Add simple matmul on gemm accelerator #39

JosseVanDelm · 2023-12-05T17:44:21Z

Update: This PR just mainly puts everything in place (data layout and movement wise) to execute stuff on the gemm accelerator.

Right now it mostly bypasses MLIR stuff, because still missing:

support for more than 1D malloc
Support for matmul operation offloading
Support

WIP on adding a simple quantized matmul to this repository

func.func public @simple_matmul(%A: memref<64x64xi8>,
                                %B: memref<64x64xi8>,
                                %C: memref<64x64xi32>) -> () {
  %c_0 = arith.constant 0 : i32
  linalg.quantized_matmul ins(%A, %B, %c_0, %c_0: memref<64x64xi8>, memref<64x64xi8>, i32, i32)
  outs(%C: memref<64x64xi32>)
  return
}

Needs work:

~~figure out what parameters in set_batch_gemm can be extracted from the operation/memref itself and which ones we can assume to be hardcoded for now?~~ most are still hardcoded because we are not working on 4d memrefs yet.
figure out a way such that N, M , K defines don't clash with the library name (maybe?)
add an MLIR example, although might require help from @jorendumoulin for that.
~~Add support for or remove entirely the call to setup the CSRs for the accelerator.~~ accelerator not considered in this PR
Add golden model for datageneration
Fix automatic datageneration instead of using hardcoded values.
Add tests to CI

jorendumoulin

Very cool! Some minor comments.
I mostly don't like how we use custom variables and libraries from another repo without clearly referencing their location, but I don't know what is a better solution

jorendumoulin · 2023-12-14T13:15:29Z

kernels/simple_matmul/gendata.py

+    C_golden = np.matmul(A.astype(np.dtype("int32")), B.astype(np.dtype("int32")))
+    C = np.zeros(C_golden.shape, np.dtype("int32"))
+
+    assert A.shape[1] == B.shape[0]


The assert must come before the np.matmul computation. If the shapes do not correspond, the matmul would fail anyway, making the assert useless

jorendumoulin · 2023-12-14T13:16:44Z

kernels/simple_matmul/gendata.py

+
+    # C = A.B
+    A = np.random.randint(low_bound, high_bound, size=A_size, dtype=np.dtype("int8"))
+    # A = np.ones(A_size, dtype=np.dtype("int8"))


remove comment

jorendumoulin · 2023-12-14T13:16:54Z

kernels/simple_matmul/gendata.py

+    A = np.random.randint(low_bound, high_bound, size=A_size, dtype=np.dtype("int8"))
+    # A = np.ones(A_size, dtype=np.dtype("int8"))
+    B = np.random.randint(low_bound, high_bound, size=B_size, dtype=np.dtype("int8"))
+    # B = np.ones(B_size, dtype=np.dtype("int8"))


remove comment

jorendumoulin · 2023-12-14T13:39:00Z

runtime/include/memref.h

The MLIR docs show quite a nice way to have only one memref struct specification for all types, in C++

template<typename T, size_t N> struct MemRefDescriptor { T *allocated; T *aligned; intptr_t offset; intptr_t sizes[N]; intptr_t strides[N]; };

do you know if something similar is possible in C? if not, I guess this is fine for now

This is possible, but it looks a bit complicated https://isocpp.org/wiki/faq/mixing-c-and-cpp , let's take this for a future PR?

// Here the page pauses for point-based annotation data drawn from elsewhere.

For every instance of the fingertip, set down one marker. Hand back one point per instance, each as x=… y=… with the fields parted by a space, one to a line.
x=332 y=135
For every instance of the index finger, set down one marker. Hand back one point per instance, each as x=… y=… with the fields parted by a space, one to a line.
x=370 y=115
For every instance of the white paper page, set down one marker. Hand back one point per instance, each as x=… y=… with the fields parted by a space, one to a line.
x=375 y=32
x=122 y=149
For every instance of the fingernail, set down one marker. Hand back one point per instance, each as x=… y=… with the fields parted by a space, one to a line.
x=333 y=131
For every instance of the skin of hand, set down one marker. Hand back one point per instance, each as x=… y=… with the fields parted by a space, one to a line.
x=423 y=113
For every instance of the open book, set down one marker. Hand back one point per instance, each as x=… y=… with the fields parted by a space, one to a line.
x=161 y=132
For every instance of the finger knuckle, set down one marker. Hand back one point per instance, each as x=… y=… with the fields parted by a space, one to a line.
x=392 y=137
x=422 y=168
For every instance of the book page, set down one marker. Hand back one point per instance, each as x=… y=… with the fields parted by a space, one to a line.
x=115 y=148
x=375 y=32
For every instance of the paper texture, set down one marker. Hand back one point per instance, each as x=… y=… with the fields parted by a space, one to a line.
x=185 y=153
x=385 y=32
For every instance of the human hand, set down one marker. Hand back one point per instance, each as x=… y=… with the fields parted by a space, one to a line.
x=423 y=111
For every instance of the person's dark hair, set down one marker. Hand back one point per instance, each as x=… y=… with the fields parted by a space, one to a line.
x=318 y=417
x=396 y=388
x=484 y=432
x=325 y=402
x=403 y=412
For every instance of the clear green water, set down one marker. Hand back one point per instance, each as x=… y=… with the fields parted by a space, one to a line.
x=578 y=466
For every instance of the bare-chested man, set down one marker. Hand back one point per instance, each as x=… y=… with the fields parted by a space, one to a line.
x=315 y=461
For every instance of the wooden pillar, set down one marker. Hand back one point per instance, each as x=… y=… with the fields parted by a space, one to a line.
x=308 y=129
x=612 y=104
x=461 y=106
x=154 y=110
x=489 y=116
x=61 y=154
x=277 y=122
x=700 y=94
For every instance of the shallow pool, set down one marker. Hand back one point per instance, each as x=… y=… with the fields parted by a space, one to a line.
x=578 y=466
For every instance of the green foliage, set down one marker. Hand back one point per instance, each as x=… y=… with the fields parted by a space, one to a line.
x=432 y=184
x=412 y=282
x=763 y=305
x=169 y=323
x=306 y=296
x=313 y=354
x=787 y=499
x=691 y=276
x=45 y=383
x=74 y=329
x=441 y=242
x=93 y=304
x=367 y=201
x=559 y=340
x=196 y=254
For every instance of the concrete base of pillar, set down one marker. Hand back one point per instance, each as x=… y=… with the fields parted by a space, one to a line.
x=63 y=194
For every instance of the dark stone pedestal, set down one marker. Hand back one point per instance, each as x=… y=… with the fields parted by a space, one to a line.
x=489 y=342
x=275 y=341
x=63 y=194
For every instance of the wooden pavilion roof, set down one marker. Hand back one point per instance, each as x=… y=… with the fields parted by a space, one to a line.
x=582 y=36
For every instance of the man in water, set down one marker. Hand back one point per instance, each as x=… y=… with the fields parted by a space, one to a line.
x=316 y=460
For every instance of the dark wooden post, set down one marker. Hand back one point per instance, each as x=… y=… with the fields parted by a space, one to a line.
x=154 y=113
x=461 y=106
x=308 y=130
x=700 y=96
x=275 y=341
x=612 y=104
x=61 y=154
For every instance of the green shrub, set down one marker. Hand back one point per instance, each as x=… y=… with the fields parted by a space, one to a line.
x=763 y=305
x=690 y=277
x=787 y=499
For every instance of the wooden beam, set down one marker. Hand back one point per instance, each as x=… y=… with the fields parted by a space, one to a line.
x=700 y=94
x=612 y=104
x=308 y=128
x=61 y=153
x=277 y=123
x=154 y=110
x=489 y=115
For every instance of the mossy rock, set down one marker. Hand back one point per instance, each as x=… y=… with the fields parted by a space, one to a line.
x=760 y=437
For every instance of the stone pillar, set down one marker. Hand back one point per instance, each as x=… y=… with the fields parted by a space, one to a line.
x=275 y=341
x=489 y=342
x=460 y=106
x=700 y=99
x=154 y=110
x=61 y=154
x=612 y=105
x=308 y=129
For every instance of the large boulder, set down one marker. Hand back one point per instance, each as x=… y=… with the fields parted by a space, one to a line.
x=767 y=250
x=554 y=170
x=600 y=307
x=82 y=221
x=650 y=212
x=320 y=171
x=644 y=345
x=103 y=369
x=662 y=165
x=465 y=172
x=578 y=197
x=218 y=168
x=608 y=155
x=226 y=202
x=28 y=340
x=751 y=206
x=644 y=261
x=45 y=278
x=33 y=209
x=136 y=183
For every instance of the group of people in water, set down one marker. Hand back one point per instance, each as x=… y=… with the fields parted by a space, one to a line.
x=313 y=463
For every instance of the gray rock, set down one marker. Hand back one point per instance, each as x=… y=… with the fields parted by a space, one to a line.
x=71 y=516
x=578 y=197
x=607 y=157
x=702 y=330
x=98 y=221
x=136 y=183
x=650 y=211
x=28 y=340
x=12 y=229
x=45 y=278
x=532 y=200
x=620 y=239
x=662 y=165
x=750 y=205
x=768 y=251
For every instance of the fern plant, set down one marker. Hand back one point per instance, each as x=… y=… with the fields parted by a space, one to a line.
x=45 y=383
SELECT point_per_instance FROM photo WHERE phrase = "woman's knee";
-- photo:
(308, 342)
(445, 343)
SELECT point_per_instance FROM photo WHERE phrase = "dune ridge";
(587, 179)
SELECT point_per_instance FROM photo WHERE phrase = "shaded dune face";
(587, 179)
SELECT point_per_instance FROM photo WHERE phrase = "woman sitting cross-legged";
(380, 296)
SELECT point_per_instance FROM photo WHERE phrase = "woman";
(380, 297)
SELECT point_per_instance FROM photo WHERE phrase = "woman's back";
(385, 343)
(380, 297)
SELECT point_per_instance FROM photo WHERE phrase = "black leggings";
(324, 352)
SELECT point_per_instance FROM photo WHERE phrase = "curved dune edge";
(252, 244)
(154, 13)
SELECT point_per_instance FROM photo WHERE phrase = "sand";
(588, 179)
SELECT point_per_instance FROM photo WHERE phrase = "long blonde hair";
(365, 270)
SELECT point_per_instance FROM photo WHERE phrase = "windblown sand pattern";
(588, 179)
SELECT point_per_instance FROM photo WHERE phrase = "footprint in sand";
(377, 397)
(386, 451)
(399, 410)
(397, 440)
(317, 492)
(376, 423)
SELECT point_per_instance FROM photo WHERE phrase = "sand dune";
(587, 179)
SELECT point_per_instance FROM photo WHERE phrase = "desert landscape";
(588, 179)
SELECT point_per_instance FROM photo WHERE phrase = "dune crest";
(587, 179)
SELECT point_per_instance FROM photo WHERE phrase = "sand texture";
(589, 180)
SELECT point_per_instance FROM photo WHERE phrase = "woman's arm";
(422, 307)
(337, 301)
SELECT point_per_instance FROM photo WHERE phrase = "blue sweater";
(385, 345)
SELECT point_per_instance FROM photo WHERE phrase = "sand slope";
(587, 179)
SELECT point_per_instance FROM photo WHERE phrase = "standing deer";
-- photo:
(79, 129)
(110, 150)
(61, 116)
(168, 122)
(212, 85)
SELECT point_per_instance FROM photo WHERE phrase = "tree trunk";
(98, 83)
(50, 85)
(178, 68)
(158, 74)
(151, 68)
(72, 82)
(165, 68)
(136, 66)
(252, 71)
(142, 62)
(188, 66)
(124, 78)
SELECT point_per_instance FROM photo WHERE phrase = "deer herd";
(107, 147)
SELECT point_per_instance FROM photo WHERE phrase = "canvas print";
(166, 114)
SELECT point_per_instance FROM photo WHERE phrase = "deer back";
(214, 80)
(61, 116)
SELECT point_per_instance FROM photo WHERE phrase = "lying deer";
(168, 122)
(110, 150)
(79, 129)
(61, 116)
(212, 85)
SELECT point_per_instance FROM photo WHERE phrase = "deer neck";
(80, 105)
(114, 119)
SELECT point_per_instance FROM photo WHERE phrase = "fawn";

jorendumoulin · 2023-12-14T13:47:38Z

kernels/simple_matmul/main.c

+#include "snax-gemm-lib.h"
+#include "snax-gemm-params.h"


To me it feels kind of weird to include header files from another repository without specifying where they come from 😕 . I guess it also doesn't make sense to have them duplicate... Is there a way to share this in a better way?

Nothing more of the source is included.